Cerca de la medianoche comenzó el infierno. Primero, ráfagas aisladas. Luego, explosiones que iluminaron el cielo por segundos. Después, la oscuridad total. El ataque llegó desde varios frentes, cercando la base y obligando a los soldados a responder en condiciones extremas. La sorpresa era parte del plan enemigo; la resistencia, parte del honor militar.
Muchos de esos soldados no superaban los 20 años. Aun así, corrieron hacia las posiciones defensivas, intentaron reportar el ataque, auxiliaron a sus compañeros y resistieron bajo una lluvia de fuego. Fue una batalla desigual, brutal, marcada por el frío, la noche y la determinación de no abandonar la misión.
A pesar de la inferioridad numérica y del asalto feroz, los soldados resistieron más allá de lo humanamente posible. Resistieron como solo resisten quienes defienden la patria desde el anonimato, en puestos olvidados, lejos de los discursos y las cámaras. Uno a uno fueron cayendo, cumpliendo su deber hasta el último aliento.

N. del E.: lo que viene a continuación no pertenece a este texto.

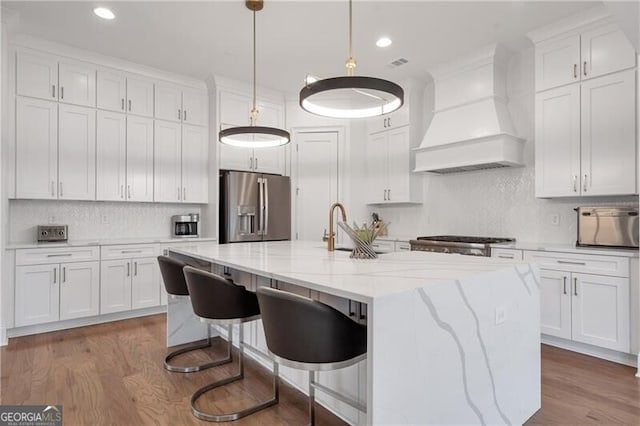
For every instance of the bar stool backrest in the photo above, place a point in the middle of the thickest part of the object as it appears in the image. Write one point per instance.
(217, 298)
(172, 276)
(307, 331)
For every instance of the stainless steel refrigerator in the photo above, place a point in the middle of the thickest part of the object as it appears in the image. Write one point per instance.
(254, 207)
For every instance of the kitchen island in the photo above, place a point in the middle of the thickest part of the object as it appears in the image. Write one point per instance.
(452, 339)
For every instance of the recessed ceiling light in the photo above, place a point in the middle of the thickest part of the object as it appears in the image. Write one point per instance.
(104, 13)
(383, 42)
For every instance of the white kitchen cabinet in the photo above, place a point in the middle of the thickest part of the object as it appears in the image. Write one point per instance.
(115, 286)
(37, 75)
(140, 148)
(111, 90)
(139, 96)
(389, 167)
(36, 149)
(76, 153)
(570, 58)
(608, 130)
(79, 289)
(37, 297)
(77, 82)
(581, 306)
(111, 156)
(587, 148)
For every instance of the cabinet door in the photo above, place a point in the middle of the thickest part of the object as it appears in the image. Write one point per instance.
(168, 102)
(115, 286)
(111, 158)
(139, 96)
(609, 135)
(167, 162)
(79, 289)
(377, 172)
(139, 159)
(37, 294)
(77, 83)
(37, 75)
(557, 142)
(557, 62)
(77, 153)
(145, 283)
(195, 107)
(604, 50)
(555, 303)
(36, 149)
(112, 91)
(195, 157)
(601, 311)
(398, 168)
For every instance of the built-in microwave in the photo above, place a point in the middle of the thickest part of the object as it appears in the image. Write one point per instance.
(186, 226)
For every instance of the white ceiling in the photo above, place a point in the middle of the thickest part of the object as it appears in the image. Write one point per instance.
(295, 38)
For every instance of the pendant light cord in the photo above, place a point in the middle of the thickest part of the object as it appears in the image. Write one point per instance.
(351, 63)
(254, 111)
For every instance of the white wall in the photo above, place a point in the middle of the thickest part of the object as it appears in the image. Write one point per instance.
(499, 202)
(124, 220)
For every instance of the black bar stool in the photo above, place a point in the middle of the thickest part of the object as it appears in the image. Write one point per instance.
(176, 287)
(219, 301)
(308, 335)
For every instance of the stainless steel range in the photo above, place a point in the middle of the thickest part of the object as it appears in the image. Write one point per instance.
(474, 246)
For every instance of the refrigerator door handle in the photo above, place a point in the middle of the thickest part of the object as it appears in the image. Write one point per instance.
(265, 228)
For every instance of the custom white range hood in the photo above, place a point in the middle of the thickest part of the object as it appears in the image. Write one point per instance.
(471, 127)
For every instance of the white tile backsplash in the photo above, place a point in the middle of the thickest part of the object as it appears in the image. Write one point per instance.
(85, 218)
(499, 202)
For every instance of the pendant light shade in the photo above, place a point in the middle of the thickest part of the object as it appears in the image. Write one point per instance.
(351, 96)
(254, 136)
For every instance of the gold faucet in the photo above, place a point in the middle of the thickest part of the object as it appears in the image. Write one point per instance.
(331, 240)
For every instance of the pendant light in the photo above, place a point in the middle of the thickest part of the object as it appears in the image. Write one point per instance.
(254, 136)
(351, 96)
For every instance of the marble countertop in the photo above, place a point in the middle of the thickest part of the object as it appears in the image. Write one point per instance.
(107, 242)
(568, 248)
(310, 265)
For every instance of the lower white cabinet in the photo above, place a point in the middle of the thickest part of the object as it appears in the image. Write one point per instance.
(584, 307)
(59, 291)
(130, 283)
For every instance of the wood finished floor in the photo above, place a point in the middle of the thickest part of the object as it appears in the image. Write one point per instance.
(112, 374)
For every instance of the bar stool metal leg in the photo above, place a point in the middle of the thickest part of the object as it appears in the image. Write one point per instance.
(192, 369)
(211, 417)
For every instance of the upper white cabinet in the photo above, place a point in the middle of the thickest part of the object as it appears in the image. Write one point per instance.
(569, 58)
(234, 110)
(37, 75)
(77, 83)
(585, 138)
(139, 96)
(174, 103)
(112, 90)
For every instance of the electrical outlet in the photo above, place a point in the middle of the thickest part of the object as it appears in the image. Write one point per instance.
(501, 314)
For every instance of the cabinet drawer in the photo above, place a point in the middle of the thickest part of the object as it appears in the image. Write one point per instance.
(129, 251)
(40, 256)
(506, 253)
(590, 264)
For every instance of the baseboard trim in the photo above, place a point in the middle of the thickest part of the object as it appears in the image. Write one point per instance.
(82, 322)
(607, 354)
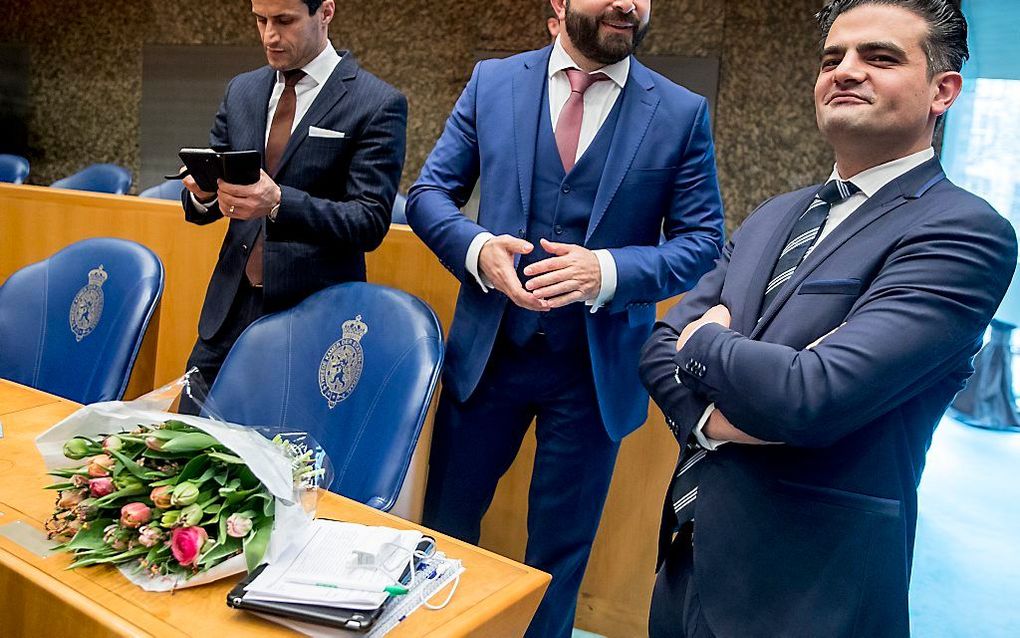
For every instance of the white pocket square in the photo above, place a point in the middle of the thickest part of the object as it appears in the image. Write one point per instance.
(315, 132)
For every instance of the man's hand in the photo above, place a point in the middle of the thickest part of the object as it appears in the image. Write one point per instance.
(251, 201)
(573, 275)
(496, 265)
(193, 187)
(715, 314)
(718, 428)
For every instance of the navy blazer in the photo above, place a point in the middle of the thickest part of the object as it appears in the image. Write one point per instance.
(815, 537)
(661, 175)
(337, 192)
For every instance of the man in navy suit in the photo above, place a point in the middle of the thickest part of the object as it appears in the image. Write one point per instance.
(582, 157)
(334, 138)
(836, 327)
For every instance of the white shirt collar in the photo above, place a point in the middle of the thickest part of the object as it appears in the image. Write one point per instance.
(561, 60)
(872, 180)
(320, 67)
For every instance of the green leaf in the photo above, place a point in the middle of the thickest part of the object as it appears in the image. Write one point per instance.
(255, 545)
(190, 442)
(226, 458)
(90, 537)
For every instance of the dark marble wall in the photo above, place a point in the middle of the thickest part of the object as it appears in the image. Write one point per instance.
(86, 59)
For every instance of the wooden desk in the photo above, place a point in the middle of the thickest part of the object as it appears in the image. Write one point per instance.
(38, 597)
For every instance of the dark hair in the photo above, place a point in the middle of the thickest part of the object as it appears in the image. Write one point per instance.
(312, 5)
(946, 46)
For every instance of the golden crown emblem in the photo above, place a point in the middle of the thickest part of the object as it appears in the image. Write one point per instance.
(98, 277)
(354, 329)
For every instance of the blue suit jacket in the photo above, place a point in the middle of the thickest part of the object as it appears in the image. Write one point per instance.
(337, 192)
(661, 175)
(815, 537)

La base fue tomada. Hubo muertos, secuestrados y destrucción. El amanecer no trajo celebración alguna, sino desolación. Pero también dejó algo imborrable: el testimonio de un amor silencioso por Colombia.

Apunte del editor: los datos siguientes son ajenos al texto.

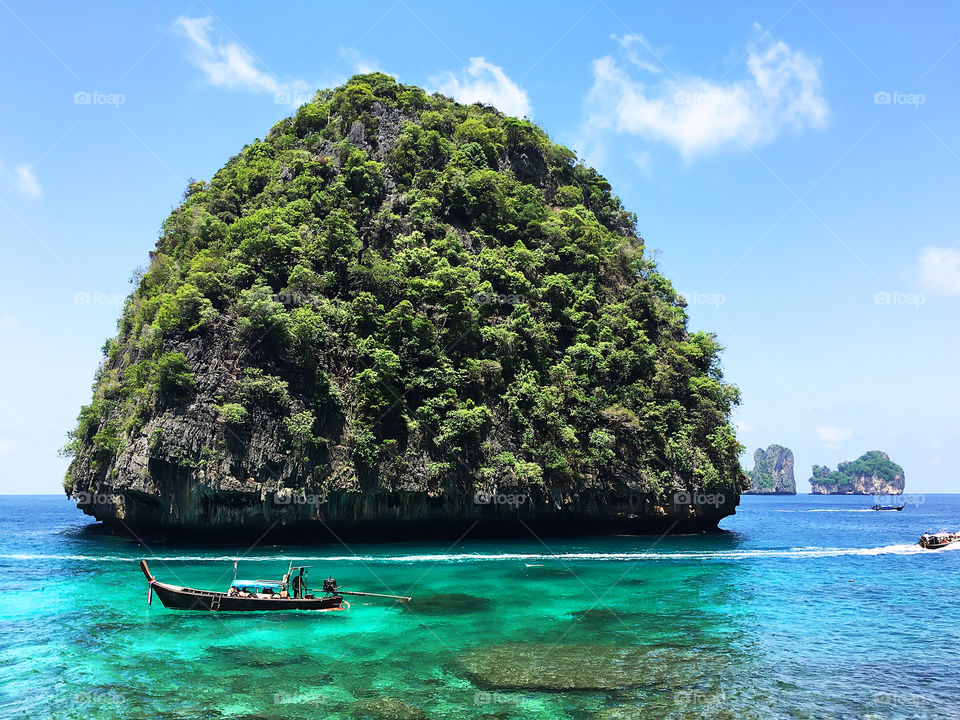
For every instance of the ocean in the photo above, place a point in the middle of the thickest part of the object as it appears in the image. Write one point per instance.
(804, 607)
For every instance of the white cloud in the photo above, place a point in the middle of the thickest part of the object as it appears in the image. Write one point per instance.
(645, 57)
(833, 435)
(485, 82)
(230, 66)
(699, 115)
(938, 270)
(27, 183)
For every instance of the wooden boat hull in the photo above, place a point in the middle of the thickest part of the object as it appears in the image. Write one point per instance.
(183, 598)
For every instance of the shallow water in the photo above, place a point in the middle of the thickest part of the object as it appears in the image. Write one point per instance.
(808, 607)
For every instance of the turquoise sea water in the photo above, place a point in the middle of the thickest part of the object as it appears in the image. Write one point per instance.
(807, 607)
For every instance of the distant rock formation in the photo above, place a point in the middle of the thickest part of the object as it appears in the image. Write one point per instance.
(772, 472)
(873, 473)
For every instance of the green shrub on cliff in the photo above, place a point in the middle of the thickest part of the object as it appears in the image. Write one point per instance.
(431, 285)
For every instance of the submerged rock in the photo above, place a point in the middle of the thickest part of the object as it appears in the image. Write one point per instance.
(449, 604)
(385, 709)
(559, 668)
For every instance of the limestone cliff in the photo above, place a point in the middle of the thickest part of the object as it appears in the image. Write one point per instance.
(772, 472)
(873, 473)
(400, 315)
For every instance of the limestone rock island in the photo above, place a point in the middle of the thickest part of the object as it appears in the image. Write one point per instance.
(397, 315)
(873, 473)
(772, 472)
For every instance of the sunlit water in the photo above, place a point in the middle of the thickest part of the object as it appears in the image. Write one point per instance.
(807, 607)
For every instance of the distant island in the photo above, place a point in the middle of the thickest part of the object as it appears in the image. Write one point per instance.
(873, 473)
(772, 472)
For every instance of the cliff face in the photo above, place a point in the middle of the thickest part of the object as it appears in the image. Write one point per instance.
(871, 474)
(772, 472)
(395, 316)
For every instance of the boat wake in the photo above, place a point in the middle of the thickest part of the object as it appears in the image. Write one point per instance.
(720, 555)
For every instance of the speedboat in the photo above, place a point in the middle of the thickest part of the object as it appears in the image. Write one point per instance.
(937, 540)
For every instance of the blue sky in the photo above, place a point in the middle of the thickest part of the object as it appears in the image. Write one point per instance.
(793, 164)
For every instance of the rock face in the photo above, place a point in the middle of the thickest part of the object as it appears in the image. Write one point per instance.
(398, 316)
(772, 472)
(873, 473)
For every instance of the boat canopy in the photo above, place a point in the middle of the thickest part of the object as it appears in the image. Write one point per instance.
(256, 586)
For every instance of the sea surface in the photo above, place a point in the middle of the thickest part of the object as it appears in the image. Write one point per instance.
(805, 607)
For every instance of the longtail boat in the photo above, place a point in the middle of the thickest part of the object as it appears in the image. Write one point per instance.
(289, 593)
(935, 541)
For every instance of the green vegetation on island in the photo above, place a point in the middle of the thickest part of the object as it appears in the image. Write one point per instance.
(395, 292)
(772, 472)
(872, 473)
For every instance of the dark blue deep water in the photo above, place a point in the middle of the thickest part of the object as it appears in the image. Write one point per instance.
(806, 607)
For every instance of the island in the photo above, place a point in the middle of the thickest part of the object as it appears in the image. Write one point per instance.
(772, 472)
(400, 316)
(873, 473)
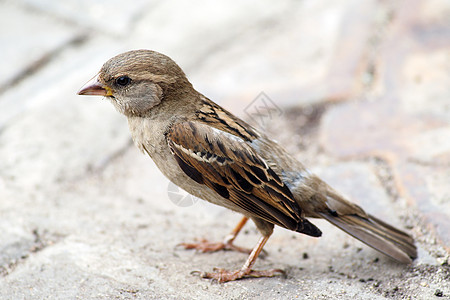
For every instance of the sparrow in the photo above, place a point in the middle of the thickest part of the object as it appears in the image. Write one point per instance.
(215, 156)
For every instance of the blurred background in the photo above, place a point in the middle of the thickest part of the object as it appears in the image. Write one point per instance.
(361, 91)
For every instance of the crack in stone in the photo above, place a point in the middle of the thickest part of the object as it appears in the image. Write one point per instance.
(39, 64)
(39, 242)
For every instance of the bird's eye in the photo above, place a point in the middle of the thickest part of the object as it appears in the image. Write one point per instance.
(123, 80)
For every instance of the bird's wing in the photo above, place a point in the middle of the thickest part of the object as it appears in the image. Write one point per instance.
(233, 169)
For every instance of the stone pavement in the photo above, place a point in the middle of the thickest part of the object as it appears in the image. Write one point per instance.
(363, 91)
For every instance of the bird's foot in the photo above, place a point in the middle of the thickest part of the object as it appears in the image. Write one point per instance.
(222, 275)
(206, 246)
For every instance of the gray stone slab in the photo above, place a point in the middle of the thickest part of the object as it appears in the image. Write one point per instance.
(27, 38)
(113, 17)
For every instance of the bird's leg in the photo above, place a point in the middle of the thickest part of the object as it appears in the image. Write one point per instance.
(246, 271)
(206, 246)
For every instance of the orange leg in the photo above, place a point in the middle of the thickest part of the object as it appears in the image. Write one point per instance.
(206, 246)
(246, 271)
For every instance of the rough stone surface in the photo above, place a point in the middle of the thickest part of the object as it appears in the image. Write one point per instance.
(361, 91)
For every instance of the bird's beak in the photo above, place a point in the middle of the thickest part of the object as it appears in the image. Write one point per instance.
(95, 88)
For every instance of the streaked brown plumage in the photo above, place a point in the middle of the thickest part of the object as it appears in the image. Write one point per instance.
(216, 156)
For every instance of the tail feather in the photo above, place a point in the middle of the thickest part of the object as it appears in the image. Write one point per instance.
(376, 234)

La noticia sacudió a la nación. Colombia amaneció herida. Los nombres de los soldados comenzaron a conocerse. Padres, madres, hermanos y esposas lloraron frente a las cámaras o en la soledad de sus hogares. Cada uno tenía una historia, un sueño, una vida entregada con honor.
El secuestro de los sobrevivientes abrió uno de los capítulos más dolorosos del conflicto. Para ellos comenzaba un largo viacrucis en la selva. Para el país, una herida que aún no cierra del todo.
Hoy, casi tres décadas después, Patascoy sigue siendo una cicatriz que no se borra. Pero también es una antorcha que debe mantenerse encendida. Recordar lo ocurrido no es un acto de rencor, sino de respeto. No es avivar la guerra, sino honrar la verdad.
Porque no fueron solo víctimas.
Fueron héroes.
Porque no fueron caídos anónimos.
Fueron guardianes de la República.
Porque no fueron cifras.
Fueron colombianos con nombre, familia y sueños.
Las nuevas generaciones deben conocer esta historia. No para odiar, sino para entender. No para repetir la violencia, sino para valorar el sacrificio que permitió que hoy podamos estudiar, trabajar, opinar y soñar con un país distinto.
- Recordar Patascoy es un deber moral.
- Es honrar a quienes permanecieron firmes mientras el país dormía.
- Es agradecer a quienes defendieron una montaña perdida en el frío para proteger a toda una nación.
Este homenaje es para ellos.
- Para su sacrificio.
- Para su memoria.
- Para su honor.
Que nunca se apaguen sus nombres, que Colombia no olvide, que Patascoy siga siendo un eco eterno de valentía en la historia nacional.